Nested tables, data structureWhen it came to inputting and storing the initial data, I could have listed all the relevant bibliographical, meta and literal data as separate fields (columns) in one large data table, one row per snippet; if I had been using Excel, I almost certainly would have done so.

But because I was programming my own database, I didn’t have to. I could instead make something much more akin to a relational database, where I entered certain information once, and linked to it, rather than re-enter the data each time. The title and date was the same for every page, column and snippet, the page the same for every column on it and the column the same for every snippet in it.

So I tried to think fifth-dimensionally; a flat table of issue information, moving into the third dimension to accommodate separate pages rising out of each issue row. Then, into the fourth to allow separate columns springing from every page and into the fifth to house the many snippets in each column.

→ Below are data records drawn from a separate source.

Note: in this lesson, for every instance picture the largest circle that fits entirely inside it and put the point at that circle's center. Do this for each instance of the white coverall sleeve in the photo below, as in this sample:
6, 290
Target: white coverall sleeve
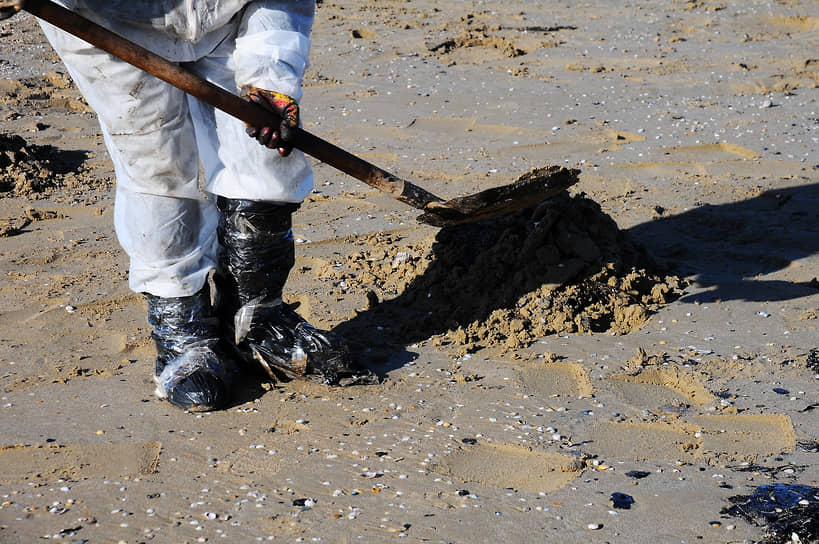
273, 46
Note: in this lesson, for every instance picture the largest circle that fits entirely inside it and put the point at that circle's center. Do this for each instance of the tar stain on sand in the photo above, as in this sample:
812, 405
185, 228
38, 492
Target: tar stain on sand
789, 512
561, 267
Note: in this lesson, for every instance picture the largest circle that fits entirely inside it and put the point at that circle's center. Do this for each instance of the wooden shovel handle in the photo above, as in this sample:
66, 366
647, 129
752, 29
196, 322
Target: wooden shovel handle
226, 101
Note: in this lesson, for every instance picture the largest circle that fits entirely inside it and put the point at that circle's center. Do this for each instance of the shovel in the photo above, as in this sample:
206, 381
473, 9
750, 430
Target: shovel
528, 190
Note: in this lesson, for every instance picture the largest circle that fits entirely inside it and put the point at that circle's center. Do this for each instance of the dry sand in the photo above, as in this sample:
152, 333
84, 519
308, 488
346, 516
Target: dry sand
654, 333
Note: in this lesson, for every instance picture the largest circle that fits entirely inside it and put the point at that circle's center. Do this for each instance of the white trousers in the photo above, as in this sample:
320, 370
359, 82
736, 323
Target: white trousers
157, 136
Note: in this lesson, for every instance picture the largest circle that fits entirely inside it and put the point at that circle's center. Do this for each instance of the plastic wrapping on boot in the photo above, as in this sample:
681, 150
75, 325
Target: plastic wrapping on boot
288, 347
191, 370
196, 379
258, 245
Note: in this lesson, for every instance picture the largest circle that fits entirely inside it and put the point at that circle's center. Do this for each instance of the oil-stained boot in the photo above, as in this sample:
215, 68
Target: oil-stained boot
192, 371
258, 254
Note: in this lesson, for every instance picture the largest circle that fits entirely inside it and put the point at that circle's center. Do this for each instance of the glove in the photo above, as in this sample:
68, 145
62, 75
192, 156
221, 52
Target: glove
287, 109
6, 12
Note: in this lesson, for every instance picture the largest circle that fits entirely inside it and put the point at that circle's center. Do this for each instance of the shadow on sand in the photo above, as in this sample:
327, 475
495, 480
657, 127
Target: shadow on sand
728, 247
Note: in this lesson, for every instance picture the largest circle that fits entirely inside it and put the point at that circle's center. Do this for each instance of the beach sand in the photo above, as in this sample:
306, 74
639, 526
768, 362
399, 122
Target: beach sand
654, 333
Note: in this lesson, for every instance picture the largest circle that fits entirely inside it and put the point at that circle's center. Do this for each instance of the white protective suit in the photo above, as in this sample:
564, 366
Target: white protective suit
157, 135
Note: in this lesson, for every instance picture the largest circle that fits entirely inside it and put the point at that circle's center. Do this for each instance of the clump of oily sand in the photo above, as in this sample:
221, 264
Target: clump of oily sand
562, 267
36, 171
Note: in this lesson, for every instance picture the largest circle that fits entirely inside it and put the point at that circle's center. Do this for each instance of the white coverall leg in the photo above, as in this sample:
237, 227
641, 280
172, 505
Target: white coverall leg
157, 135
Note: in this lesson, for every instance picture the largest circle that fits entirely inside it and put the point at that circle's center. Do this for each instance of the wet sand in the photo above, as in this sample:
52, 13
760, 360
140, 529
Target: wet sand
652, 333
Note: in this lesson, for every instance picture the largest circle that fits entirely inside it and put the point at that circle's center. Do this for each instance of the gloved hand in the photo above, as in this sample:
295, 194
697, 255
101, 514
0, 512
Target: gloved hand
285, 107
6, 12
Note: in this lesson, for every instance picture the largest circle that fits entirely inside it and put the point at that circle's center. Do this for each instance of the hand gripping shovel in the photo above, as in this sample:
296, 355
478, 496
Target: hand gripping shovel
528, 190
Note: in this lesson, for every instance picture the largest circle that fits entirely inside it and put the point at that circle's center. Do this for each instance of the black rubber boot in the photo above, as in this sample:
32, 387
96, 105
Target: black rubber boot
192, 372
258, 254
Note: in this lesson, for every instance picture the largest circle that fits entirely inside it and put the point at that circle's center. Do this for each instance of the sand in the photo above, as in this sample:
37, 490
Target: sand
652, 332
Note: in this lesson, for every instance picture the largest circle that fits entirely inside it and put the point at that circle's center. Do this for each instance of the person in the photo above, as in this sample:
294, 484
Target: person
212, 261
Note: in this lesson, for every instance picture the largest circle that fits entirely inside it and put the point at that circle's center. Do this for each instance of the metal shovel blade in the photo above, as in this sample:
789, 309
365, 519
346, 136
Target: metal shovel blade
528, 190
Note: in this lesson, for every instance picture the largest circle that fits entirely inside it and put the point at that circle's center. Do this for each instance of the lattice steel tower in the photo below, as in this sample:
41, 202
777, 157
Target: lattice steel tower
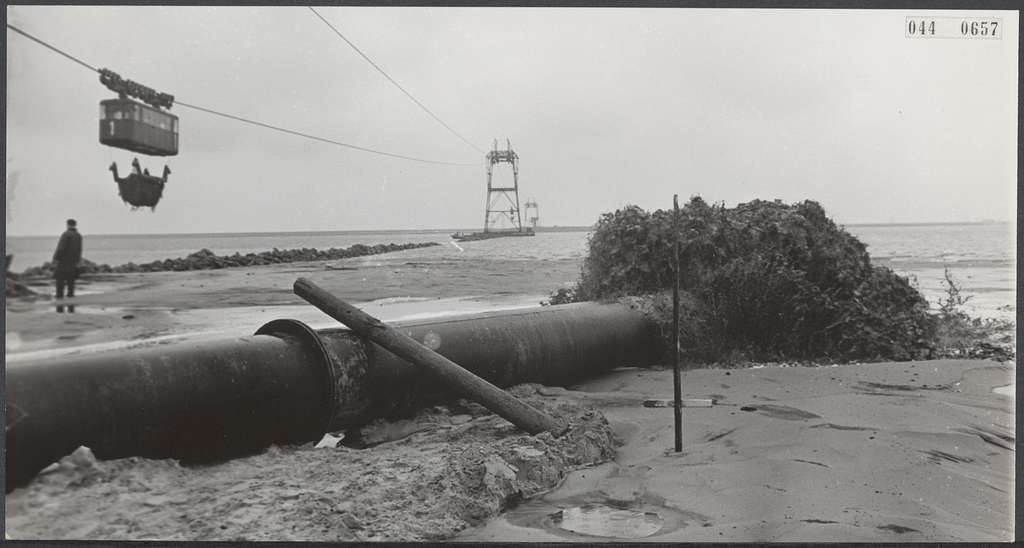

If you cannot think in five dimensions, you can also think of nested tables, with a smaller table inside a single cell of a larger table. But I wouldn’t advise this.

In C++, my preferred programming language, nesting can be achieved by placing variables (or bits of information) inside stucts (rows) and structs inside vectors (tables). You can then put those vectors in other structs (rows) which are themselves in vectors (tables) and so on and so on. But try not to think about these as tables in table in tables; it’ll make your brain hurt less later on.

Step four: Breaking down the variables

First, you store individual bits of text in string variables and whole numbers (such as the word count or the date) as integer variables. Think of these as index cards.

You can then place those variables in something called a struct. For example, four string variables — type, topic, location, and source — and an integervariable — wordcount — are placed in a struct called article. This is written as

struct article { string type; string topic; string location; string source; int wordcount; };

Think of this as an plastic photo protector, with a pocket for each of your cards. You then combine these structs (rows) into a vector (table) called articles. Think of this as a metal brad, or paper fastener, holding your plastic sleeves together.

vector <article> articles;

A paper folder, representing your column, is another struct. It contains another integer index card, the column number, and a vector, your bound collection of plastic sleeves.

struct column { int position; vector <article> articles; };

On and on you do this, column into a columns vector, into a page struct, into a pages vector, into an issue struct.

Why go to all this trouble? Why not just store each full set of information in each “row” again and again? The answer is only obvious at the next stage — my next post — but, for the moment think of it this way. If you are trying to quickly find the first article of every second column, which is easier to search through, an organised set of labelled folders or a giant stack of individually labeled index cards?